Credit:  Jonathan Lesser | 12/9/22 | newsweek.com ~~

Crippling European electricity prices, soaring Northeastern heating bills, looming diesel-fuel shortages, and OPEC+ drama have captured headlines for months. More quietly, offshore-wind energy developers are discovering their projects’ economic infeasibility, undermining states’ offshore-wind goal of generating 40,000 MW by 2040. The Biden administration must recognize this is a pipe dream, or it will cost Americans billions trying to salvage an industry doomed to fail.

October brought the first sign of troubles, as Massachusetts’ Commonwealth Wind project claimed it was no longer economically viable under the terms of the power purchase agreement (PPA) negotiated with the state’s Department of Public Utilities. The developers asked the state to “pause” finalizing the agreements with the state’s electric utilities, a request seconded by the developers of the Mayflower Wind project, to be built nearby. Soon thereafter, a New Jersey utility told investors it was rethinking its Ocean Wind project, to be built off that state’s coast.

All three project developers originally negotiated prices far above wholesale market prices.

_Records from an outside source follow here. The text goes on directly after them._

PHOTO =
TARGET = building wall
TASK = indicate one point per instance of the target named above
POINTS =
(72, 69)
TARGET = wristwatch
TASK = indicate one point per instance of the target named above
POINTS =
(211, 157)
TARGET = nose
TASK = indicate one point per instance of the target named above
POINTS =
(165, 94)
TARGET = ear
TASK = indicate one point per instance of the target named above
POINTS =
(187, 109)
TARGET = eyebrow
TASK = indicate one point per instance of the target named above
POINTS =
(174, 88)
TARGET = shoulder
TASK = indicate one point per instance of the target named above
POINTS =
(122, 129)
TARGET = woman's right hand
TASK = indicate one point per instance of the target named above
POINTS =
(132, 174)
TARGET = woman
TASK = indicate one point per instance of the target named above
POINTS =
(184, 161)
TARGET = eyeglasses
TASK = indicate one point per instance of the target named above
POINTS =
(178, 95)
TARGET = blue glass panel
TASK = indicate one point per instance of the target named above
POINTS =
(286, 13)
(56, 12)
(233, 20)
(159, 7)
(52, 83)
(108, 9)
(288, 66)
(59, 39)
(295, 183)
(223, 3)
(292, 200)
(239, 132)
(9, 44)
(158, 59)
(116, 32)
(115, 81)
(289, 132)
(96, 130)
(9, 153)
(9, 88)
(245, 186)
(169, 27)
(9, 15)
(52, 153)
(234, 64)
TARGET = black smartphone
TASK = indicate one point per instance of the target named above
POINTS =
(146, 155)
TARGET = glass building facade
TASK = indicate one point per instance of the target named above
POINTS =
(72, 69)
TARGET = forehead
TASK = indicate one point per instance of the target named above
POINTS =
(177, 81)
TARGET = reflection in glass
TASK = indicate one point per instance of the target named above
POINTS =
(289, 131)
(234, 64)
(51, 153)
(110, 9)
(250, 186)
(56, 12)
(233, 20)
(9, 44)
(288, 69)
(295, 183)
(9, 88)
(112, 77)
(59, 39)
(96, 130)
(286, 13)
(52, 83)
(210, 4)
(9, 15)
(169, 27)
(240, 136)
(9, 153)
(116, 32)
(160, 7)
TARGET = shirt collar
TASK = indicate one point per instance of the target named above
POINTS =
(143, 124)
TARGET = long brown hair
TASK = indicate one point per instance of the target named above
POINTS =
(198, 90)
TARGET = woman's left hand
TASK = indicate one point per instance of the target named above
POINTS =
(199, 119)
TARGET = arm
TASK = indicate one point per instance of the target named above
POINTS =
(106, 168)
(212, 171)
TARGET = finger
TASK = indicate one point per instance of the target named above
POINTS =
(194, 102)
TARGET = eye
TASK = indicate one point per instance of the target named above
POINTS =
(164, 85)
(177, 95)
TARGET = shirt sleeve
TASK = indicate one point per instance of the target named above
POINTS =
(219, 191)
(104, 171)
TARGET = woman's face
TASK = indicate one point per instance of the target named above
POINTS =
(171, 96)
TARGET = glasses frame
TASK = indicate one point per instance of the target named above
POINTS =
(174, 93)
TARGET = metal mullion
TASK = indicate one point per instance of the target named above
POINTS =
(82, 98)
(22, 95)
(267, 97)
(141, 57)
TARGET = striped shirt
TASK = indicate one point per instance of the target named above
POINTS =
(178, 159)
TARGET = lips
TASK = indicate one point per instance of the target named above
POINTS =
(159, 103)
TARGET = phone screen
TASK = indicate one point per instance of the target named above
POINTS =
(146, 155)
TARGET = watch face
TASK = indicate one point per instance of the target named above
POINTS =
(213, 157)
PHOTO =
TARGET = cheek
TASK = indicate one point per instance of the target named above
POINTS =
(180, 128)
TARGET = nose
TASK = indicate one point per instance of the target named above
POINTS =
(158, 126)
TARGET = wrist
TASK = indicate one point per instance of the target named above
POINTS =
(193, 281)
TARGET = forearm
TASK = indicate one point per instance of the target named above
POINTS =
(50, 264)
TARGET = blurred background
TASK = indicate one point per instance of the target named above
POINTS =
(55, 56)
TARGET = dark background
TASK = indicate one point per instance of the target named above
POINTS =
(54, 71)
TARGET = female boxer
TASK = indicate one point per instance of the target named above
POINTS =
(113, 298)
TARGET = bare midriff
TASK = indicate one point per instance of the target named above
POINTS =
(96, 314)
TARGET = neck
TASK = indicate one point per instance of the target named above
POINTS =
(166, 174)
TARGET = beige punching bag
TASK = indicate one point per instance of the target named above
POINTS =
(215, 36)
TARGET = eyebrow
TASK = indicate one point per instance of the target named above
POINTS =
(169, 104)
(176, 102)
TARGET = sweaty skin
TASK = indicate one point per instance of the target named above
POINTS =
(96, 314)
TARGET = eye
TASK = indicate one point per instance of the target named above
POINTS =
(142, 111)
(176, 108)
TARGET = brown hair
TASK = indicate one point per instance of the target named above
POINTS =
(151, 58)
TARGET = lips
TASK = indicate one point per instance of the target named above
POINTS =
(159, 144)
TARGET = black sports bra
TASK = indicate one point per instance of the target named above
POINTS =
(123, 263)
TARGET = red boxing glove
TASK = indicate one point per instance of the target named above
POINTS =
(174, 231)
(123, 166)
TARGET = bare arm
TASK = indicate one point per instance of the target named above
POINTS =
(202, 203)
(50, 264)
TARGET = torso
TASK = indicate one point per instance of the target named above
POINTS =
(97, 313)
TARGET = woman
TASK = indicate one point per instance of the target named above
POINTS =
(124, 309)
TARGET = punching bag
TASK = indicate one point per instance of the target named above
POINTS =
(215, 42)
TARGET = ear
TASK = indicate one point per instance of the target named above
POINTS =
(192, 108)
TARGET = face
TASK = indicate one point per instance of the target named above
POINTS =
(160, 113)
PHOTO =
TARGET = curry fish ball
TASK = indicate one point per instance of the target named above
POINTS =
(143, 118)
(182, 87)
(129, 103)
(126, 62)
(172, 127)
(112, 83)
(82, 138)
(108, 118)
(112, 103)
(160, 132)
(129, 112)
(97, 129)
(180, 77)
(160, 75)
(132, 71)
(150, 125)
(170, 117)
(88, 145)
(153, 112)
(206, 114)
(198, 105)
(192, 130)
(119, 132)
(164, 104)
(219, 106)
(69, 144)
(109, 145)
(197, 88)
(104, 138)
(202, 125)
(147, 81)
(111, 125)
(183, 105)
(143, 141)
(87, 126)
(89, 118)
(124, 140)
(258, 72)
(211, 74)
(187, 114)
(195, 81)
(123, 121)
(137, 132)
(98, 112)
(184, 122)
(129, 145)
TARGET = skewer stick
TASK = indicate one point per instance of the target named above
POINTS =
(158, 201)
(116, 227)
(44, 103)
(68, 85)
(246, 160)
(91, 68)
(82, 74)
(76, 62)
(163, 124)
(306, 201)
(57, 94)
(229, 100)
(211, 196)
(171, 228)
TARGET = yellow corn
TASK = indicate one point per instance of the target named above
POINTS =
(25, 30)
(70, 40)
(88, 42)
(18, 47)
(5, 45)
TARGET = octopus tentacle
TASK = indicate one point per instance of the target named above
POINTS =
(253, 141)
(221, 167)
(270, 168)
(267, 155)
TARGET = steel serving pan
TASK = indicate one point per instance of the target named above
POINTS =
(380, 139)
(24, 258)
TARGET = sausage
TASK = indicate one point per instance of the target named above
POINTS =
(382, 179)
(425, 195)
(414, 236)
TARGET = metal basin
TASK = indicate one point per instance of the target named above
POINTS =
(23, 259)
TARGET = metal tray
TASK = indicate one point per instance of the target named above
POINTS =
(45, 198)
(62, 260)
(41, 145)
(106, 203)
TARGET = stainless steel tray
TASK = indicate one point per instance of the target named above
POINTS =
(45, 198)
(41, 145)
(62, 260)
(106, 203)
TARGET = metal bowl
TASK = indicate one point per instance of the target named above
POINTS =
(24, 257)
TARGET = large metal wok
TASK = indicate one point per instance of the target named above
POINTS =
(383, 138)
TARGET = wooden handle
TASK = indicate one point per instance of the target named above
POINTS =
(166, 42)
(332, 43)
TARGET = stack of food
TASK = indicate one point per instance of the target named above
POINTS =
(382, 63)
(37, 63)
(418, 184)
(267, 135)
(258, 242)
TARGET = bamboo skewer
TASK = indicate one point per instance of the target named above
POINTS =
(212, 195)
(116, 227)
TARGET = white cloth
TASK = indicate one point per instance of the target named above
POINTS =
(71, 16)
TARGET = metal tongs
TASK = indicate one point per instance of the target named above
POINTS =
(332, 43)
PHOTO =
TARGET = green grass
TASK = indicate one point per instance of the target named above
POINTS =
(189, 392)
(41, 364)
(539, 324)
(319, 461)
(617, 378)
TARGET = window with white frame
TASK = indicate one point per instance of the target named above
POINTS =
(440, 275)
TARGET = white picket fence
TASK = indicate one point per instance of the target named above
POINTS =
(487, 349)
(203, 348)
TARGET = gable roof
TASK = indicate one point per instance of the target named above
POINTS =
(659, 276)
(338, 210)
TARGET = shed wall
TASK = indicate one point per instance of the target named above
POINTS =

All three qualified for a production tax credit and additional offshore-wind state tax credits. All three will qualify for a new 30 percent offshore wind investment tax credit which was not available when they made their initial bids.

Yet this federal and state largesse has still failed to keep the projects afloat.

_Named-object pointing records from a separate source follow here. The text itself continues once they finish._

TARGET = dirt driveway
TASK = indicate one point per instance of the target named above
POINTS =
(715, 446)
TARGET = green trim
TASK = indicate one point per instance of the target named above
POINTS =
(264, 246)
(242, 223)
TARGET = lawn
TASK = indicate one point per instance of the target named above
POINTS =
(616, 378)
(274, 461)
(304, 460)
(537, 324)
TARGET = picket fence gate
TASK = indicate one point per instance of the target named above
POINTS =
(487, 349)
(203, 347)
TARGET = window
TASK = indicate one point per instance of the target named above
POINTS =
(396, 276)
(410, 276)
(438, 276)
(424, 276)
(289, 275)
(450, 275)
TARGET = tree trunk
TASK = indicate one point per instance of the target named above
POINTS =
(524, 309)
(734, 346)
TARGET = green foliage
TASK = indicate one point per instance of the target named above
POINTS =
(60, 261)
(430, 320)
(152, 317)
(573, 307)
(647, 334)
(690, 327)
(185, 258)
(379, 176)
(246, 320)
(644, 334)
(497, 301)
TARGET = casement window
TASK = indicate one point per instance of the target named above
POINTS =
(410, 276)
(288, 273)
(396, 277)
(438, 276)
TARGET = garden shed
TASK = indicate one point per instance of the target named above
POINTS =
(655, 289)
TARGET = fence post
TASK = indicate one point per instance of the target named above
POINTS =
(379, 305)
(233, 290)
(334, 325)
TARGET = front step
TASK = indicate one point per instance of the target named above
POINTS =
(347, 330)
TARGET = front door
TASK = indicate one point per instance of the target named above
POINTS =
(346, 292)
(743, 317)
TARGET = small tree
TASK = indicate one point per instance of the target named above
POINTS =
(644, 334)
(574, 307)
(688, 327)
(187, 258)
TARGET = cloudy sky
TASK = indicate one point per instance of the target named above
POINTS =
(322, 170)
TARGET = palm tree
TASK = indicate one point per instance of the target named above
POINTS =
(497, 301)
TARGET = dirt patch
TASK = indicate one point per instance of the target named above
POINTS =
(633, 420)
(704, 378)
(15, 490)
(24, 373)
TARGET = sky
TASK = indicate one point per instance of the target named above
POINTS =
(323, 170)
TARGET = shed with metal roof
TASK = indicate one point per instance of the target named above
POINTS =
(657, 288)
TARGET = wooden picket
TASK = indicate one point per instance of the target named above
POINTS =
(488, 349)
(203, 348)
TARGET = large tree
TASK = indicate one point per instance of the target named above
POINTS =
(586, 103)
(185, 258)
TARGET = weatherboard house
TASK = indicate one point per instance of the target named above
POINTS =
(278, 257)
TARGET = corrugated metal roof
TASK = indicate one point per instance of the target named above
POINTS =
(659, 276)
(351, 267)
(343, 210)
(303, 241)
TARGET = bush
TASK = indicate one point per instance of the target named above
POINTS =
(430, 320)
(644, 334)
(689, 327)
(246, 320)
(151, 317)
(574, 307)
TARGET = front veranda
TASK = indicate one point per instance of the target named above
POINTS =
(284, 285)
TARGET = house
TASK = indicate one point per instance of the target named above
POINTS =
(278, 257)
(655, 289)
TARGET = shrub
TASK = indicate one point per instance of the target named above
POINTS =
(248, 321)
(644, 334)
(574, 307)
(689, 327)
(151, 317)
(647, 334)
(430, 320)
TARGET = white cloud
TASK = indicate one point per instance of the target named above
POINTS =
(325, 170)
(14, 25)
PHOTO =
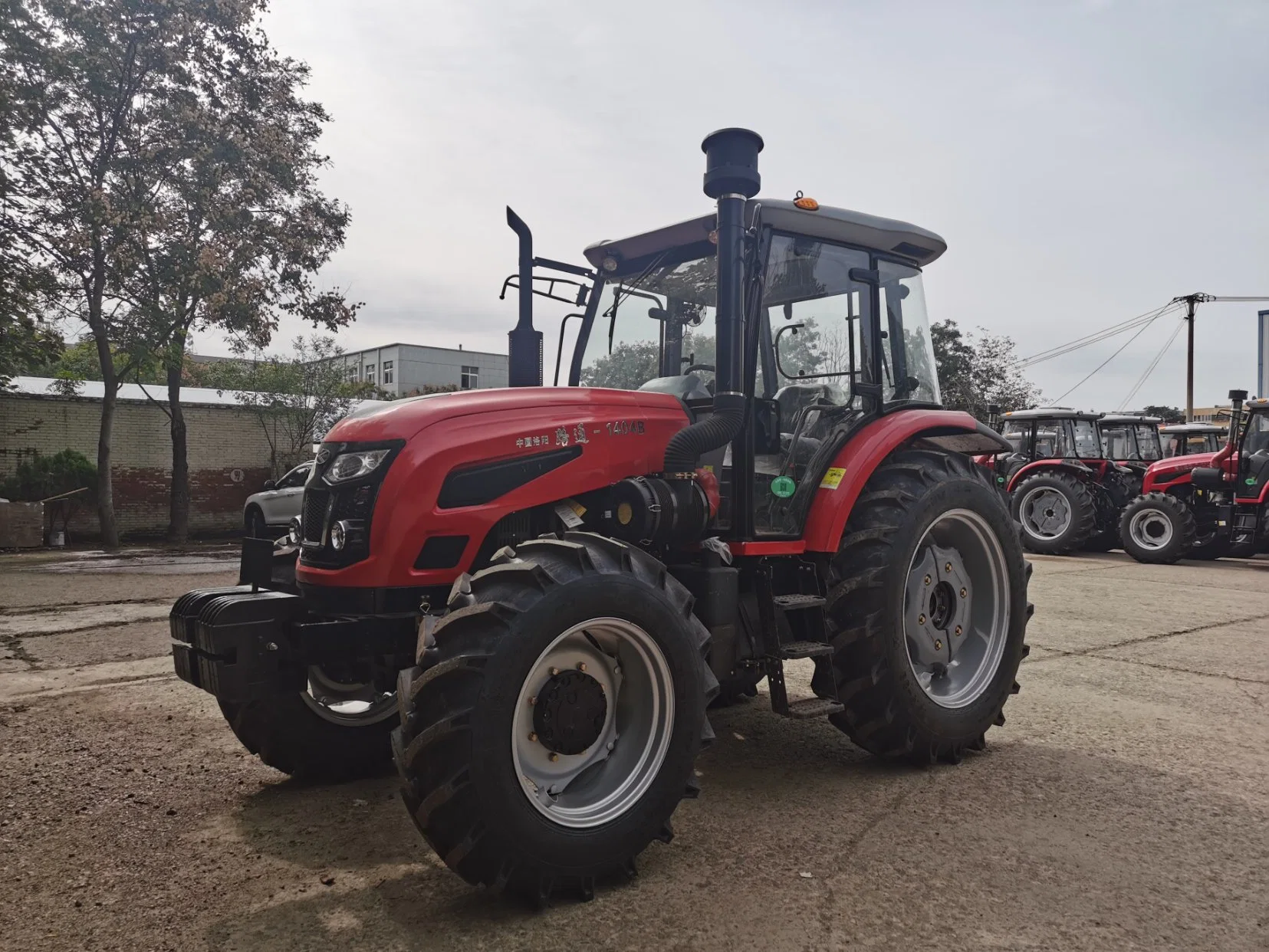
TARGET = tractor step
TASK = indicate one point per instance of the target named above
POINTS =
(797, 603)
(805, 649)
(814, 707)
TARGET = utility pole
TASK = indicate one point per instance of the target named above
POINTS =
(1191, 301)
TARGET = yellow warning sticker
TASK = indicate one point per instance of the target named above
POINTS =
(833, 478)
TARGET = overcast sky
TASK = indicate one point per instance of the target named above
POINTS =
(1085, 160)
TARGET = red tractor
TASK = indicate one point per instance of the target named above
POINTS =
(536, 593)
(1064, 491)
(1206, 505)
(1188, 438)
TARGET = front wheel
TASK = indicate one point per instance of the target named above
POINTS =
(556, 725)
(338, 729)
(926, 611)
(1158, 528)
(1056, 512)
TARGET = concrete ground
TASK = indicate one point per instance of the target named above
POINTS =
(1125, 805)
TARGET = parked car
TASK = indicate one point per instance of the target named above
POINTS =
(269, 512)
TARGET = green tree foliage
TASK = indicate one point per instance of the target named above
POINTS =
(978, 373)
(298, 398)
(44, 476)
(159, 168)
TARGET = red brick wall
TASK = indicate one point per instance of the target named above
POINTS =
(224, 442)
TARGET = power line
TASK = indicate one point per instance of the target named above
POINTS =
(1096, 336)
(1152, 365)
(1110, 358)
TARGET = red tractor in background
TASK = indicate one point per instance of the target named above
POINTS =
(1188, 438)
(1206, 505)
(1064, 491)
(538, 592)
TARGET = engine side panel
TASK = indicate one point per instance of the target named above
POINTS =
(620, 435)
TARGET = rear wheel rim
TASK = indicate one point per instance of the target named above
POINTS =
(956, 609)
(349, 704)
(1046, 513)
(1151, 530)
(633, 725)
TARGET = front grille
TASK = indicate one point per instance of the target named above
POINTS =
(312, 524)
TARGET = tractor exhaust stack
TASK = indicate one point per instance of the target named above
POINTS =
(731, 178)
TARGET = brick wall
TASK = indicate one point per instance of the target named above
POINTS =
(228, 457)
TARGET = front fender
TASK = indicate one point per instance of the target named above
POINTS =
(856, 462)
(1077, 470)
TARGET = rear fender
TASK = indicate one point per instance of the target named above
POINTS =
(1081, 472)
(856, 461)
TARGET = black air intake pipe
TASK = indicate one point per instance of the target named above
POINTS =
(731, 177)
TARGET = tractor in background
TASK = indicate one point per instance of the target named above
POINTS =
(1206, 505)
(1064, 491)
(1189, 438)
(529, 597)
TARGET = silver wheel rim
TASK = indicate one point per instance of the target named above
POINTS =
(956, 609)
(347, 704)
(607, 778)
(1044, 513)
(1150, 530)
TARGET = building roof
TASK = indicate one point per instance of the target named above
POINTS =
(1131, 418)
(909, 241)
(1192, 428)
(1052, 413)
(135, 392)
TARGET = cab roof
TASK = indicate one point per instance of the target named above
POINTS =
(1051, 413)
(1192, 428)
(1131, 418)
(909, 243)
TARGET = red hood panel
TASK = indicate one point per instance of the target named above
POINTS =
(405, 418)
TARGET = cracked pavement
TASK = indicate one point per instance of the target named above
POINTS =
(1123, 805)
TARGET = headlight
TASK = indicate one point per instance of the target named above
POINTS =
(350, 466)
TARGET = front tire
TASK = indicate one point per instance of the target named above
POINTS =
(334, 731)
(1056, 512)
(555, 727)
(929, 556)
(1158, 528)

After Massachusetts declined to renegotiate the Commonwealth Wind agreement, the developers walked back their initial claim about insufficient reimbursement, saying, in effect, “never mind.”

Whether pressured by the utility or state politicians, Commonwealth Wind quietly backed away from the uproar its filing created. However, despite the utility’s “no renegotiation” assertion, the project will almost certainly receive additional financing, either through a new PPA or cash subsidies. The result will be even higher electric rates and taxes.

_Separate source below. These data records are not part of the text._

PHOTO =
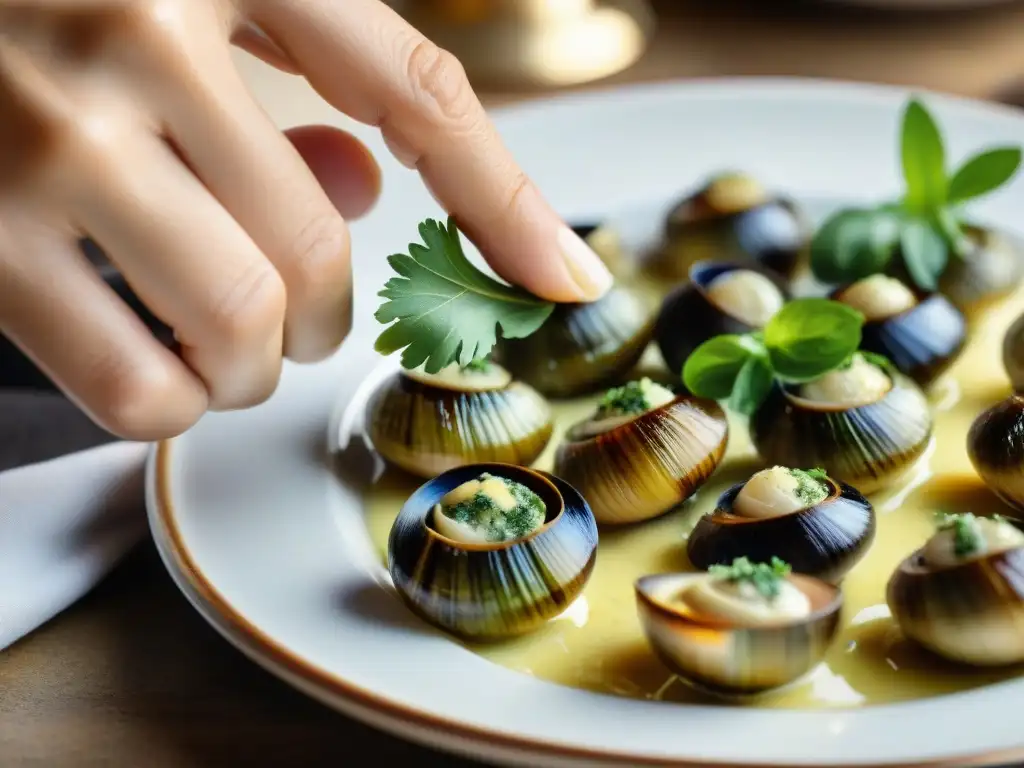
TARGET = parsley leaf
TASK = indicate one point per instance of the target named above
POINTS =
(446, 309)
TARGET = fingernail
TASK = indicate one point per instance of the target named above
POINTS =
(585, 266)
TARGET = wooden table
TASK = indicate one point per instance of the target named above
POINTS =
(132, 677)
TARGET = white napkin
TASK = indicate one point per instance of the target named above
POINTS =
(65, 522)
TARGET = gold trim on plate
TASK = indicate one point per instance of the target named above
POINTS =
(487, 740)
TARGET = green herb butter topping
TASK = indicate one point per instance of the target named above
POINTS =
(767, 579)
(633, 398)
(811, 485)
(489, 509)
(968, 539)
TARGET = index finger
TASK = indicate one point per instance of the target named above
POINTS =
(369, 62)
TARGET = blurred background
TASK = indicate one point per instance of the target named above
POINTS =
(516, 48)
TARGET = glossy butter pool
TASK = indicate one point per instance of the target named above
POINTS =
(598, 644)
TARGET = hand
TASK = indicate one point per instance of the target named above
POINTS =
(124, 121)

Alas, no amount of public funding will be able to save offshore wind’s promises of reliable and low-cost green energy, millions of high-paying U.S. jobs, and an economic renaissance for states that embrace the industry.

As Commonwealth Wind admitted, construction costs are increasing rapidly. Not only have raw material costs soared—the costs of cement, steel, etc.—but so have financing costs. Last year, even before interest rates increased, Dominion Energy’s projected cost for its Coastal Virginia offshore-wind project was $10 billion, exceeding the original $8 billion estimate. With the interest rate hike, Dominion’s ratepayers can expect a much higher final bill, if the project is ever completed.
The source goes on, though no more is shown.